Measuring Earthquakes

A device called a seismometer measures the amount of ground shaking during an earthquake. This can detect all three types of waves.

http://study.com/academy/lesson/what-is-a-seismograph-definition-history-facts.html

What is the difference?

Intensity – measures the ground shaking. Often measured using the Mercalli Scale, based on observation of structural damage.

Magnitude- related to the amount of movement in the fault and the subsequent energy release. Magnitude is measured at the epicentre.

Secondary Hazards

__Liquefaction: __

Leads to the instability of buildings and potential collapse of buildings in the most severe cases.

It is the process by which water saturated material can lose it’s natural strength and behave more like a liquid.

In loose materials where water can fill in the spaces between each individual particle.
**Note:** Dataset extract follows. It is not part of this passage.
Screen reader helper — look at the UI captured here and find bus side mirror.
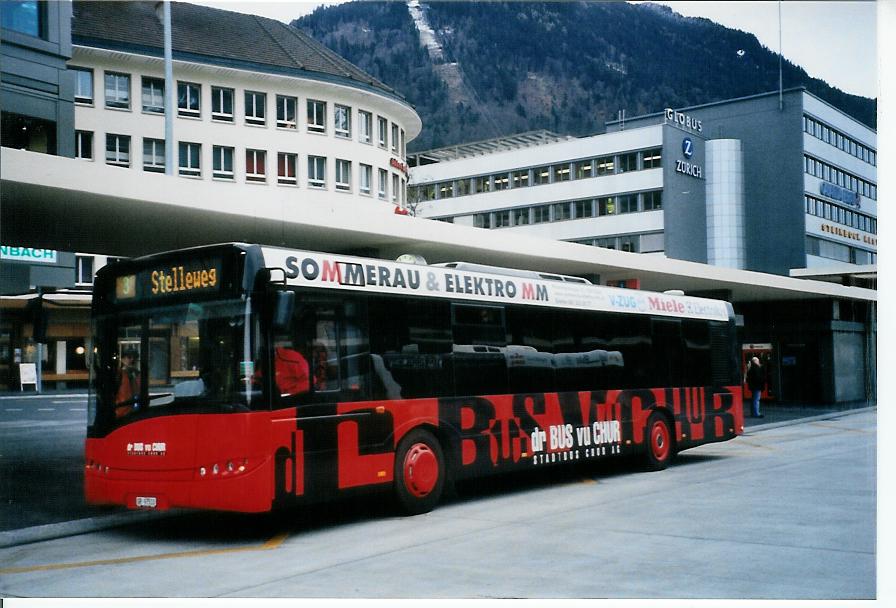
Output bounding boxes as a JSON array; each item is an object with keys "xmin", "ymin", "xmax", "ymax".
[{"xmin": 272, "ymin": 290, "xmax": 295, "ymax": 332}]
On land made up of silts and sands, can be a big problem on reclaimed land. This has been the case in San Francisco and Japan in the past.

In San Francisco, much of the liquefaction-related damage in the 1906 earthquake occurred in “reclaimed” areas that were once bay or marshland. These areas of filled or “made” land were typically filled with pumped or dredged sediment from the Bay floor. Although the extent of filled or “made” land was not as great as it is now, there were still large areas of San Francisco that suffered from poorly engineered fills and liquefaction of these fills.

Impacts of liquefaction:

Damage to buildings.

Damage to roads and bridges.

Damage to telecommunication and other services (gas, electricity and sewerage) which run through upper levels of the ground.

Delivery of aid is restricted.

Cost of rebuilding.

Landslides:

These are largely affected by the intensity (the level of shaking) experienced during an earthquake.

Landslides rarely occur when magnitudes are less than 4.

Tsunamis

Tsunamis can be linked to volcanoes, landslides, earthquakes and meteorites, but they are one of the most distinctive and well known secondary hazards of EARTHQUAKES.

Tsunamis are a result of a huge displacement of water. They are NOT linked to normal tidal processes and they are NOT tidal waves.

Tsunamis differ from normal waves in several ways:

Long wavelengths (150 – 1500km)

Low amplitude (offshore wave height – 0.5 to 5m)

Fast velocities (speed – up to 600 kph)

A series of waves, not just one on it’s own.

A result of seabed displacement. Earthquakes, figure 1

They span outwards across oceans – they travel across the world.